1. $\text{polar radius of Earth/equatorial radius of Earth}\approx 0.9966$
2. $\text{radius of Moon/equatorial radius of Earth}\approx 0.2724$
3. $\frac\text{radius of Sun/distance to Sun}\text{radius of Earth/distance to Moon}$ varies between 0.2558 and 0.3018

This gives a range for |γ| of 1.525, when the Sun is near and the Moon far, to 1.571 in the opposite situation. Note that for a |γ| value of 1.55, a smaller Moon (further away) gives a partial eclipse, whereas a larger Moon (closer to Earth) does not produce an eclipse. Eclipses cannot occur if the elongation (for a hypothetical observer at the centre of the Earth or on the surface at the location where the moon is at the zenith) is greater than 1.573° (corresponding to |γ|≈1.534, with both the Sun and the Moon at their minimum distances), whereas an eclipse will definitely occur if the elongation is below 1.40° (corresponding to |γ|≈1.561, with the Sun and Moon at their maximum distances).

The Solar eclipse of April 29, 2014, with a gamma of −0.99996, is an example of the special case of a non-central annular eclipse. The axis of the shadow cone barely missed Earth's south pole. Thus, no central line could be specified for the zone of annular visibility.

The next non-central eclipse will be the total solar eclipse of April 9, 2043.
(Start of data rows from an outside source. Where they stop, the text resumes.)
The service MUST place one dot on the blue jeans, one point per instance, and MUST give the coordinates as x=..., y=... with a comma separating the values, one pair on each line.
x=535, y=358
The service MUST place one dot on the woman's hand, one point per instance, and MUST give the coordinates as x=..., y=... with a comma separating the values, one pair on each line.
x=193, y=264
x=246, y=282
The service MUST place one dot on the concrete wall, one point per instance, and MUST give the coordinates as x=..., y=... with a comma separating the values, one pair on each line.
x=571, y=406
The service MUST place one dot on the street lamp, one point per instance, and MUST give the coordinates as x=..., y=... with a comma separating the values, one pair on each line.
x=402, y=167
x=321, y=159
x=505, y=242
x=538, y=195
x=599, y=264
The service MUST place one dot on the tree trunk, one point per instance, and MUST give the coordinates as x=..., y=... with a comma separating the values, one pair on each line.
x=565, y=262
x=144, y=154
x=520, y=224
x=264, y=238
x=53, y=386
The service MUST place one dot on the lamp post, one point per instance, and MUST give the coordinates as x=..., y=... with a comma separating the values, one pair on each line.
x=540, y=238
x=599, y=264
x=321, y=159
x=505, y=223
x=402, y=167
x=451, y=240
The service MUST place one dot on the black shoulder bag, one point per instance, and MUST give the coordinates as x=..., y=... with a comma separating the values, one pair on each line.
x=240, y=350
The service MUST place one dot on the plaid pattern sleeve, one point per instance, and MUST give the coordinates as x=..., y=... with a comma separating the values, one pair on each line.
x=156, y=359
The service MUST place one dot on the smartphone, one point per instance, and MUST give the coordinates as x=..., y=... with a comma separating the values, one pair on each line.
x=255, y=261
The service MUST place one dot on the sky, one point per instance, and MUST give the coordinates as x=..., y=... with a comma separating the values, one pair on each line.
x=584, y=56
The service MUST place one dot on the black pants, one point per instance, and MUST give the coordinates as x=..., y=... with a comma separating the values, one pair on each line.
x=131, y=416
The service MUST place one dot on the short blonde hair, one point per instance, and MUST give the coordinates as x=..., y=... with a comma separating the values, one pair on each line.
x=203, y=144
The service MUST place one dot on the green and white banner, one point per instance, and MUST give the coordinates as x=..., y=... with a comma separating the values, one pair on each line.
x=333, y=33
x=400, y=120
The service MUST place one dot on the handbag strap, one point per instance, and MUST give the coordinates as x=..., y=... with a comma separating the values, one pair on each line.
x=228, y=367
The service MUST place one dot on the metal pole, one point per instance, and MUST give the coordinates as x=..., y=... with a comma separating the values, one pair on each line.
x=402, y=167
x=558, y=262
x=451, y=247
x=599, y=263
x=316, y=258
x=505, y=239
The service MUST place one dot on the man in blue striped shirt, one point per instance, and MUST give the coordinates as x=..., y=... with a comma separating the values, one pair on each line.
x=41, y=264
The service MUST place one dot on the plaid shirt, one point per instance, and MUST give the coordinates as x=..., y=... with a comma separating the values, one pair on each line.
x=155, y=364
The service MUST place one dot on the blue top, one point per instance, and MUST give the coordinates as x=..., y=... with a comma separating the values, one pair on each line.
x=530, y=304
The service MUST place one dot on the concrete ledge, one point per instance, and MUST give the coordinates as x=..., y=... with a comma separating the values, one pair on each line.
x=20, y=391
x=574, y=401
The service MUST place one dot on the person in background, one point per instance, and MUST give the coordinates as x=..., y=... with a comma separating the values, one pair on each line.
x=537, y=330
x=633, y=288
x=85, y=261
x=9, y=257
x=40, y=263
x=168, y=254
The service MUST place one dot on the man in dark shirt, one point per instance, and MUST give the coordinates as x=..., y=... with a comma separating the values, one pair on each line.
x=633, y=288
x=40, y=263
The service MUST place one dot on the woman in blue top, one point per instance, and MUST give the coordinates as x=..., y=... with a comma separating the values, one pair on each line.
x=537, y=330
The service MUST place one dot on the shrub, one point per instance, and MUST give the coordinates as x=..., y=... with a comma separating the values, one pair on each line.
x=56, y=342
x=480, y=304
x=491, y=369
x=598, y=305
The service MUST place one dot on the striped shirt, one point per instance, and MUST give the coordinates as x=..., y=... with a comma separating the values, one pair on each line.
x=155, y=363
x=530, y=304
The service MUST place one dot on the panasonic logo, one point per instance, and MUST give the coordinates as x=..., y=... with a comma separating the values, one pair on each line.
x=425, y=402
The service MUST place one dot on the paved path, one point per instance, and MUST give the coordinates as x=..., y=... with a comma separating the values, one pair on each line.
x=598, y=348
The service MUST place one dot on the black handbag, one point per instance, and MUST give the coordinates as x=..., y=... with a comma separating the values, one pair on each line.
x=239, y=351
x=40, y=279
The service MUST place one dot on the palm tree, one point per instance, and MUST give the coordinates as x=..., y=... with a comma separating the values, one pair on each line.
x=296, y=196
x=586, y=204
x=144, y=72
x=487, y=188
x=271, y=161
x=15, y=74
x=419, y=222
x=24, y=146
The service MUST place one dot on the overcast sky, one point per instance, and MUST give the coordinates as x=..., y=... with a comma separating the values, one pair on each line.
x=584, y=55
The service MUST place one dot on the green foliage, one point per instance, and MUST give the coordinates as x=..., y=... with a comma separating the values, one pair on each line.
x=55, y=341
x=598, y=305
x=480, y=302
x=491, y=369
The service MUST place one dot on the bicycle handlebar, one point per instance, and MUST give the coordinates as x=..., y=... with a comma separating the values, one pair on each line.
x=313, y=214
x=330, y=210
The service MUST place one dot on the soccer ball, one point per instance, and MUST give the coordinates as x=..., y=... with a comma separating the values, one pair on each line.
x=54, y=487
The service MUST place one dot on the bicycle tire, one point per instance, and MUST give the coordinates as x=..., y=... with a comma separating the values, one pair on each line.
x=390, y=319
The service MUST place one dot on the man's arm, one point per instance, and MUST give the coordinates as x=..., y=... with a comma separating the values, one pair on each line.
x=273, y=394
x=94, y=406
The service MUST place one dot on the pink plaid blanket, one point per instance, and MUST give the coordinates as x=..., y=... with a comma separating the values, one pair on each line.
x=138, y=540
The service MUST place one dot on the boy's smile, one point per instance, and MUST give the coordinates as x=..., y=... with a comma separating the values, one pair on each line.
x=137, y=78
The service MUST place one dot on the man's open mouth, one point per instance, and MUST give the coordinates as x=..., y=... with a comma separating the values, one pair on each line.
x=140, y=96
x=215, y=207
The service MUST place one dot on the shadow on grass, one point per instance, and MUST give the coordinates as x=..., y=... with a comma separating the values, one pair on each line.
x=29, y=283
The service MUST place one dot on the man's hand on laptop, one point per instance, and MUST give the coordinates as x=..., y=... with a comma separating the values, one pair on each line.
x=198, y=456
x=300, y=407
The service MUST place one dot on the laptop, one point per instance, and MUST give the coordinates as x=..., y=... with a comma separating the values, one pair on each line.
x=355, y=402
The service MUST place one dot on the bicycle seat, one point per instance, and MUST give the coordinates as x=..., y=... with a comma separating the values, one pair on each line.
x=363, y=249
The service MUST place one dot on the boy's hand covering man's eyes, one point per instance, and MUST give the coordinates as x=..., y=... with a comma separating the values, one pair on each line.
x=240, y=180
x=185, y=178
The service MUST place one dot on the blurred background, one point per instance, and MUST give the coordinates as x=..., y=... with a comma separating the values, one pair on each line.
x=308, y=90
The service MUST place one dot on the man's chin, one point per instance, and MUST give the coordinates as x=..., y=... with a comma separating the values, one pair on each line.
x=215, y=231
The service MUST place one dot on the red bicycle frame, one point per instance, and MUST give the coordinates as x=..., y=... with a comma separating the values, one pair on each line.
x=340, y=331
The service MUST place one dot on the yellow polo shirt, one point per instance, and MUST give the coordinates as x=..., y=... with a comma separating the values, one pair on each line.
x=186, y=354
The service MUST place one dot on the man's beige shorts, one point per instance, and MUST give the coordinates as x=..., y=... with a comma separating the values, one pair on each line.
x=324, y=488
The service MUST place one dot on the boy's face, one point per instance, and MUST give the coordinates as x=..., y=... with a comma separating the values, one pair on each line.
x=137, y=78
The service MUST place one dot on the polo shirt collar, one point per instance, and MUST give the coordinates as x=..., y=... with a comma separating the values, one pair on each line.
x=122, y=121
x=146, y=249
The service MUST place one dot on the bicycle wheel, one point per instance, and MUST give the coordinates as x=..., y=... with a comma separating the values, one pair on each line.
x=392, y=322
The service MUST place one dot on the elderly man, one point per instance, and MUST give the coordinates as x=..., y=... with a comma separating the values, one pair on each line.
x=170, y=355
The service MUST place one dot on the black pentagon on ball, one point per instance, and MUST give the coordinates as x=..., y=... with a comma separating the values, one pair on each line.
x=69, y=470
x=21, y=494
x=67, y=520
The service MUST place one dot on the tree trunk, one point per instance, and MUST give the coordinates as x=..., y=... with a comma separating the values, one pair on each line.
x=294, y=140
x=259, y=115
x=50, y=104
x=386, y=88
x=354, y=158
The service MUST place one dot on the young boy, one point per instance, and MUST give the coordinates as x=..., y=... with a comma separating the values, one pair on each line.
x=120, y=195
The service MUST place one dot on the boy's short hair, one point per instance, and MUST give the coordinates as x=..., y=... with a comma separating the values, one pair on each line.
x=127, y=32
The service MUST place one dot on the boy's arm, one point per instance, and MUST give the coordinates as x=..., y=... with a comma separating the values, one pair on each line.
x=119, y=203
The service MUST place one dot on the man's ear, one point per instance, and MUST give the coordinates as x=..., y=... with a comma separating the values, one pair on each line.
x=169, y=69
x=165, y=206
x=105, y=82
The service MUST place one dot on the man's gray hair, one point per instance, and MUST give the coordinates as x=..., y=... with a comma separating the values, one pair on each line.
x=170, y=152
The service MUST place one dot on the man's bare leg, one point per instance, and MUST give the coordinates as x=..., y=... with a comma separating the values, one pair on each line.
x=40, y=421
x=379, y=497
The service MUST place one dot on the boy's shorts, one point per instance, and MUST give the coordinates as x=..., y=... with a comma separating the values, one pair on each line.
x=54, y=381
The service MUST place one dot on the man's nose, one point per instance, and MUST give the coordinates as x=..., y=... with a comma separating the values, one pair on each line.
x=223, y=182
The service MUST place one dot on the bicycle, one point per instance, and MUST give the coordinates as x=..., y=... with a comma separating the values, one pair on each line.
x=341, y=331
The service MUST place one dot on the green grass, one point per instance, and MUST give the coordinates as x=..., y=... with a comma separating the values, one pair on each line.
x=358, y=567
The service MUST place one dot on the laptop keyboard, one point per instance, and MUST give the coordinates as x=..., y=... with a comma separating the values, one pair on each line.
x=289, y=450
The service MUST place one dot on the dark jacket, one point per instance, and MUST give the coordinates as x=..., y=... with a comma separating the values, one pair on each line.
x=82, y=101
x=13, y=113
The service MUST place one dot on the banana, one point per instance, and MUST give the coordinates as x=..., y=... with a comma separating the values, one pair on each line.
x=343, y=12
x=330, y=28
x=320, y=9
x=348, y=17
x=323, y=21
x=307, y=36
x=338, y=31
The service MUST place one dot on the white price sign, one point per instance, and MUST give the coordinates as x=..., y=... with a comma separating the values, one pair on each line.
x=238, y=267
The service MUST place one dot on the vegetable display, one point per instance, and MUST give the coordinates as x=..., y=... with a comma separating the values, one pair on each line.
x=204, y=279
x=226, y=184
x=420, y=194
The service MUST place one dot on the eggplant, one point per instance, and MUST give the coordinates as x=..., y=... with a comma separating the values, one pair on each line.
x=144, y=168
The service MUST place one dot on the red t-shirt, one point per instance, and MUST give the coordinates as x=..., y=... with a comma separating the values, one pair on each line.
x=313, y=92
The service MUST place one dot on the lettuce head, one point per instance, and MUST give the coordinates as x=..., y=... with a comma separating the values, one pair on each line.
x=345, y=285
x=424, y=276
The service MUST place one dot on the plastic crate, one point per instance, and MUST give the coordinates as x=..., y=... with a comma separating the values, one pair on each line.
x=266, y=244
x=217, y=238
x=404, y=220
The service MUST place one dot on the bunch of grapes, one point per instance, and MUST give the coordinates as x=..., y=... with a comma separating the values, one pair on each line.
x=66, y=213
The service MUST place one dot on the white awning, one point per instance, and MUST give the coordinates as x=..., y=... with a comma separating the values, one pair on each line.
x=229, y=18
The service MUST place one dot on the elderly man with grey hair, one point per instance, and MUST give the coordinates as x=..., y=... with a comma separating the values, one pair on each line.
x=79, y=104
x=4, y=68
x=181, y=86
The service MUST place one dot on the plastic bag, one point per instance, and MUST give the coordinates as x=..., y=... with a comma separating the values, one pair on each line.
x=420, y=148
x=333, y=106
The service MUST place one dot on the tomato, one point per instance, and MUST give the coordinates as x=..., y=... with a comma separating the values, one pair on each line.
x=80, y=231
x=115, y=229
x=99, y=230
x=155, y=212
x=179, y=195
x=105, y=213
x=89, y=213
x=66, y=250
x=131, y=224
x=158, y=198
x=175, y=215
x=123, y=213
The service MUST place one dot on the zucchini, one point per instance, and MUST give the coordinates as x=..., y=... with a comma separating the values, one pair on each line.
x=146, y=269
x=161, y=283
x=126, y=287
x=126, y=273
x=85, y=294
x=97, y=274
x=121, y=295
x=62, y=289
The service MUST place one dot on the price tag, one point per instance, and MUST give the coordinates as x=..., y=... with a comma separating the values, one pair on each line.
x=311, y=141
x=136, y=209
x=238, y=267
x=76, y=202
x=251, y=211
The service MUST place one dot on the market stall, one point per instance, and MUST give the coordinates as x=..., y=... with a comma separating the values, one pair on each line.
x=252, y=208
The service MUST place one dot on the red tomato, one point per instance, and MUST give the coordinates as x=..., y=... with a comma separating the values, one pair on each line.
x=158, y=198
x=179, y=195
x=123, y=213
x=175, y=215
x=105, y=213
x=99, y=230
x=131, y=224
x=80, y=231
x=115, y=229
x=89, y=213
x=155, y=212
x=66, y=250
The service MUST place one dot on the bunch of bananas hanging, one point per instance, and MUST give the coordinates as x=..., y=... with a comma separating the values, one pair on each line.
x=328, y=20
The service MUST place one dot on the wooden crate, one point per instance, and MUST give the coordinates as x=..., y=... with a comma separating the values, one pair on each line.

== Gamma for lunar eclipses==
There are three types of lunar eclipses:
- Penumbral lunar eclipse = The Moon passes through Earth's penumbra, but the Earth's umbra misses the Moon.
- Partial lunar eclipse = The Moon passes through Earth's umbra, but not completely.
- Total lunar eclipse = The Moon passes through Earth's umbra, completely.

We have the following cases:
- If |γ is 0, the Moon's center passes exactly through the axis of the Earth's umbra.

- If |γ is lower than 0.2725, this lunar eclipse is central.

- If |γ is between 0.2725 and 0.48, this lunar eclipse is total.

- If |γ is between 0.44 and 0.9972, this lunar eclipse is partial with a penumbral magnitude greater than 1.

- If |γ is between 0.987 and 1.0266174, this lunar eclipse is total penumbral or partial with a penumbral magnitude less than 1.

- If |γ is between 1.0266174 and approximately 1.55, this lunar eclipse is penumbral with penumbral magnitude less than 1, the Moon traverses only the Earth's penumbra.

- If |γ exceeds approximately 1.55, the Earth's penumbra misses the Moon completely, and no eclipse occurs. The exact value depends on the distance of the moon and of the sun, exactly as for solar eclipses (see above).